その太刀は、ドリェンの硬い皮膚に弾かれてしまい、傷すら負わすことが出来なかった。
「ガァアァアアアッ!」
ドリェンは大岩を引っこ抜くと、それをアルギバーに向かって投げ付けた。
「やば……!」
地面に着地したアルギバーは、直ぐ様森の木々の陰に隠れ、岩石の飛礫を回避したものである。
標的を見失ったドリェンは、それでも手を休めなかった。ひたすらに岩石をあちこちに投げ付けた。

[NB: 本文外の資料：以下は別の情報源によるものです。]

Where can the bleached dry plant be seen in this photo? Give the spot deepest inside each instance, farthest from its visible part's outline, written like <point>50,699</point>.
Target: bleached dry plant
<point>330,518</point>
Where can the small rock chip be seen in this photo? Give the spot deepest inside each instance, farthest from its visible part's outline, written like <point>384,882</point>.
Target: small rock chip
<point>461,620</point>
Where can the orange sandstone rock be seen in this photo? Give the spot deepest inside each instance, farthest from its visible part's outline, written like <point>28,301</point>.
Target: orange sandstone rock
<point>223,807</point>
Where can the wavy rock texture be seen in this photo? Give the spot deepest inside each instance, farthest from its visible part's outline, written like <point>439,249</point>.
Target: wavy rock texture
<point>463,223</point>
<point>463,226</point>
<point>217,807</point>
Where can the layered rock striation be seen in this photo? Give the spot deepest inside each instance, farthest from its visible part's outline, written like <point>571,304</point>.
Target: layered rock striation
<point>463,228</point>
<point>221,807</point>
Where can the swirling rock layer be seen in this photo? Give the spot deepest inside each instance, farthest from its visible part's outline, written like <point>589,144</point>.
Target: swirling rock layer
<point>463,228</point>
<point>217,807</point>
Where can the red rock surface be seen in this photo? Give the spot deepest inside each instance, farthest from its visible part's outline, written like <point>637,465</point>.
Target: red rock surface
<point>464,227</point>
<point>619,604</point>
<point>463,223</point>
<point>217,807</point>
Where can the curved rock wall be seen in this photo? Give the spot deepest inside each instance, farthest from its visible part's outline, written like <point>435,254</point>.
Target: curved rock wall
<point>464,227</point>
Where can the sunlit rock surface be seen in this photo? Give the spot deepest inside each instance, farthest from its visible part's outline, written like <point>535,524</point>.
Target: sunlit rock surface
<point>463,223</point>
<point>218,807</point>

アルギバーは草木に紛れながら、陰でそれを躱し続けた──。
──そんな攻防がいつまでも続いた。
「たぁあああ!」
隙をついては、アルギバーが草場から飛び出して攻撃を繰り出す。
──しかし、ダメージを与えられず結局は岩石を投げ付けられる。鼬ごっこであった。
ドリェンには全く攻撃が通っていない。どちからの体力が尽きるまで、無意味な攻防を続ける他ないのだろうか──。
──ベベンッ!
厄介なのが、聴こえてくるこの三味線の音色である。ドリェンの力を上昇させている。
コトハの時もそうだ。この音色さえ止めることが出来ればバフが消え、アルギバーにも勝機はあることだろう。
三味線の音のする方向を、アルギバーは睨み付けたものである。